None of those had been waiting for longer than a year.

The median waiting time from referral at an NHS Trust to treatment at Southern Health was seven weeks at the end of November – down from eight weeks in October.

Nationally, 6.9 million people were waiting to start treatment at the end of November.

Siva Anandaciva, chief analyst at the King’s Fund, said there was “no shying away from the reality that the NHS is deep in crisis”.

Ms Anandaciva added: “While there are huge delays in admitting patients, there are also serious issues in discharging patients – with over 13,000 people stuck in hospital despite being medically fit to leave.

“Meanwhile, the waiting list for planned hospital care remains stubbornly over 7 million and cancer services are also under pressure, which underlines the challenge in meeting the Government’s latest pledge to reduce waiting lists by the end of 2023.”

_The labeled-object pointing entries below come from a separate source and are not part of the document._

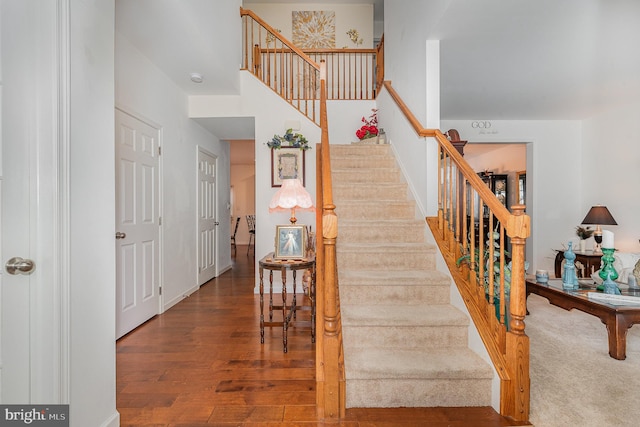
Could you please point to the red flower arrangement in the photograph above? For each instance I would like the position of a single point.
(370, 127)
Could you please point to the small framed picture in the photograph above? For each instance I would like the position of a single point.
(291, 242)
(286, 163)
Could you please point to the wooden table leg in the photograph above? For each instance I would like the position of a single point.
(285, 322)
(312, 297)
(261, 307)
(270, 295)
(617, 327)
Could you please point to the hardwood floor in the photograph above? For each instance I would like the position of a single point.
(201, 364)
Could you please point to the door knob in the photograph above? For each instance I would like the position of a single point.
(17, 265)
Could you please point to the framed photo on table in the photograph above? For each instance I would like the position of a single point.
(286, 163)
(291, 242)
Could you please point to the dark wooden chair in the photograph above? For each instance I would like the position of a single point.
(251, 223)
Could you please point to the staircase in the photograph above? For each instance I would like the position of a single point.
(404, 344)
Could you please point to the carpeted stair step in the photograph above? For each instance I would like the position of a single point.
(375, 287)
(414, 327)
(358, 162)
(381, 231)
(374, 210)
(366, 175)
(368, 191)
(417, 378)
(380, 256)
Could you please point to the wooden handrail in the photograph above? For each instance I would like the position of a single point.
(505, 340)
(275, 33)
(415, 123)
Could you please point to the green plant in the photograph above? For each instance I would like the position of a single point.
(492, 265)
(289, 139)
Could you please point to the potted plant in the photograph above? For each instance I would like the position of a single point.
(289, 139)
(492, 266)
(583, 233)
(370, 128)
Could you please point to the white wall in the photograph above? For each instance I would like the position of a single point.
(271, 114)
(610, 164)
(348, 16)
(92, 215)
(144, 91)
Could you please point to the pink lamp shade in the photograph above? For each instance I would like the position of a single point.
(291, 196)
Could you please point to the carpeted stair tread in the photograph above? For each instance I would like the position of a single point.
(416, 364)
(420, 315)
(404, 343)
(387, 247)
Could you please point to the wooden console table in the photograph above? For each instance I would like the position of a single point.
(617, 318)
(590, 261)
(288, 310)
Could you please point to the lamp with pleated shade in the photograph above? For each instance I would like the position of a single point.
(291, 196)
(598, 215)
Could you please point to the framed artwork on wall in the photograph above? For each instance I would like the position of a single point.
(286, 163)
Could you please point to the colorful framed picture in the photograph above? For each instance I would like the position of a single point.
(286, 163)
(291, 242)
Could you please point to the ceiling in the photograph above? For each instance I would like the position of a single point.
(500, 59)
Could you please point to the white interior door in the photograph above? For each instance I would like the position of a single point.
(137, 222)
(207, 219)
(14, 202)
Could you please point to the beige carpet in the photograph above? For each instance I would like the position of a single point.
(574, 382)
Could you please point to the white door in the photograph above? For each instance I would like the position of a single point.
(29, 299)
(207, 220)
(137, 222)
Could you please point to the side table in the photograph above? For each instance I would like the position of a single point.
(288, 310)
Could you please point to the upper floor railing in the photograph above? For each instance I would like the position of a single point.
(280, 65)
(473, 230)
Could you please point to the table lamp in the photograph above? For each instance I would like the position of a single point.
(291, 196)
(598, 215)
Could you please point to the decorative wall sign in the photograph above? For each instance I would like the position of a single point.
(314, 29)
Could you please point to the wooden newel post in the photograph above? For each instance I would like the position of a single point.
(333, 386)
(518, 230)
(516, 403)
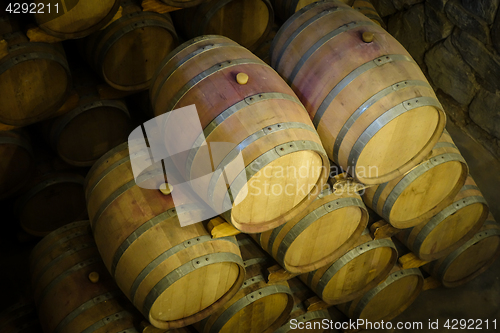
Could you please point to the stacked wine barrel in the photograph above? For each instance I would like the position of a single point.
(256, 193)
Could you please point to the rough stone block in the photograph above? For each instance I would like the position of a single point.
(467, 21)
(483, 8)
(438, 4)
(495, 33)
(485, 112)
(449, 72)
(408, 28)
(384, 7)
(405, 4)
(437, 25)
(485, 63)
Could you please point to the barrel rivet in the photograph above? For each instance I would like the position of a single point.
(166, 188)
(94, 277)
(242, 78)
(368, 37)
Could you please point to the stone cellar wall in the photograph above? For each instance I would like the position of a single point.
(457, 44)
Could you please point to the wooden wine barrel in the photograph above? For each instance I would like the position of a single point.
(247, 22)
(258, 306)
(72, 289)
(138, 41)
(451, 227)
(262, 118)
(366, 8)
(16, 162)
(424, 191)
(299, 315)
(81, 136)
(20, 318)
(387, 300)
(358, 270)
(469, 260)
(74, 18)
(321, 233)
(174, 275)
(34, 80)
(51, 201)
(327, 52)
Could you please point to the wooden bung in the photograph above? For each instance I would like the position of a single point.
(361, 268)
(154, 260)
(262, 120)
(378, 131)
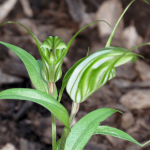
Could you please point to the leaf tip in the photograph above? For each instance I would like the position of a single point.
(146, 143)
(146, 1)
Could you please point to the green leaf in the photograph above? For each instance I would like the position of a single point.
(58, 145)
(41, 98)
(31, 66)
(106, 130)
(85, 127)
(66, 78)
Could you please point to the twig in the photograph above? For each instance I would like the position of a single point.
(26, 8)
(6, 8)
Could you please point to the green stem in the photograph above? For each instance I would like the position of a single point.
(51, 92)
(75, 108)
(64, 136)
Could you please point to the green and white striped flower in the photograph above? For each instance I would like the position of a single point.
(94, 71)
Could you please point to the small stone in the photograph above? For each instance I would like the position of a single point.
(127, 120)
(27, 145)
(136, 99)
(143, 69)
(126, 71)
(95, 146)
(47, 136)
(8, 146)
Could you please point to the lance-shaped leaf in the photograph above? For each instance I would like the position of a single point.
(85, 127)
(31, 66)
(106, 130)
(41, 98)
(94, 71)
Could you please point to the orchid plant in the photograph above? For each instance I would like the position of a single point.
(83, 79)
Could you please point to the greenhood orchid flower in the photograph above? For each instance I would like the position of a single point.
(92, 72)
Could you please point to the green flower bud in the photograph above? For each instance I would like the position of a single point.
(52, 56)
(94, 71)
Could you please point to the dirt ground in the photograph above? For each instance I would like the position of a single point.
(26, 125)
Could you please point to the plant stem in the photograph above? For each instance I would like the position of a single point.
(75, 108)
(51, 92)
(64, 136)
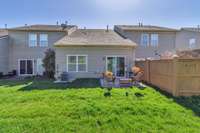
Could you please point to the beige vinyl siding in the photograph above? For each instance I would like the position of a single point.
(96, 59)
(183, 37)
(19, 48)
(4, 55)
(166, 42)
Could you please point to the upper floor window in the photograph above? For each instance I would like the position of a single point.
(43, 40)
(154, 40)
(145, 40)
(32, 40)
(77, 63)
(192, 43)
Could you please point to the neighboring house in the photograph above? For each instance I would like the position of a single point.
(188, 39)
(151, 40)
(4, 53)
(89, 52)
(83, 53)
(86, 53)
(27, 46)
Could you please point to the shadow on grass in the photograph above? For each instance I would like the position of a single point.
(192, 103)
(49, 85)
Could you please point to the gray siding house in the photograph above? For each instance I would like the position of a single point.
(188, 39)
(86, 53)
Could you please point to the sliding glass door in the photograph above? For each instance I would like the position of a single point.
(116, 65)
(25, 67)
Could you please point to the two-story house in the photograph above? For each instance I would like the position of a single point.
(88, 52)
(188, 39)
(79, 52)
(3, 51)
(151, 40)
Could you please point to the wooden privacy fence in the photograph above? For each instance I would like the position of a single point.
(180, 77)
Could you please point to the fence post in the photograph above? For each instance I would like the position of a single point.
(174, 79)
(147, 65)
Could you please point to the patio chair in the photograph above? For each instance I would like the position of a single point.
(108, 79)
(108, 76)
(138, 73)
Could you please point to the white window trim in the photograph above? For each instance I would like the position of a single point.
(47, 40)
(116, 57)
(77, 63)
(194, 43)
(29, 40)
(148, 39)
(157, 40)
(26, 74)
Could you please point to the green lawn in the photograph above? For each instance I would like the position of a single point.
(39, 106)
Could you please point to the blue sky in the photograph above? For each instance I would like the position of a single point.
(99, 13)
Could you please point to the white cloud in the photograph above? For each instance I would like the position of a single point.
(117, 5)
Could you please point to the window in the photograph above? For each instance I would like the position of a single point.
(32, 40)
(192, 43)
(26, 67)
(77, 63)
(43, 40)
(154, 40)
(145, 40)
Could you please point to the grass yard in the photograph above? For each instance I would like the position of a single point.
(39, 106)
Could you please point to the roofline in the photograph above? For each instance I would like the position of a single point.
(37, 30)
(161, 30)
(92, 45)
(49, 30)
(2, 37)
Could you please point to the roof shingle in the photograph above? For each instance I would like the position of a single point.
(145, 28)
(94, 37)
(42, 28)
(191, 29)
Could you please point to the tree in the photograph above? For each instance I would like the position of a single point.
(49, 63)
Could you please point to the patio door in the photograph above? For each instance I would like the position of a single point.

Separate figures show 1.6 million patients in England were waiting for a key diagnostic test in November – a rise on 1.5 million in October.

At Southern Health, 2,059 patients were waiting for one of nine standard tests, such as an MRI scan, non-obstetric ultrasound or gastroscopy at this time.

Of them, 62 (3%) had been waiting for at least six weeks.

Cancer Research UK chief executive Michelle Mitchell said the figures “paint an extremely troubling picture for people affected by cancer”, adding: “The last time all targets for cancer waiting times were met was as far back as 2015, and the number of people waiting for diagnosis and treatment remains unacceptably high.

“It can be easy to get lost in statistics – but each one of those numbers represents someone’s child, parent, partner, sibling or friend.”

NHS national medical director, Professor Sir Stephen Powis, said: “The NHS will keep its foot on the accelerator to continue to make progress on the Covid backlog and hospitals have today been asked to ensure anyone waiting longer than 18 months has their treatment booked in before March.”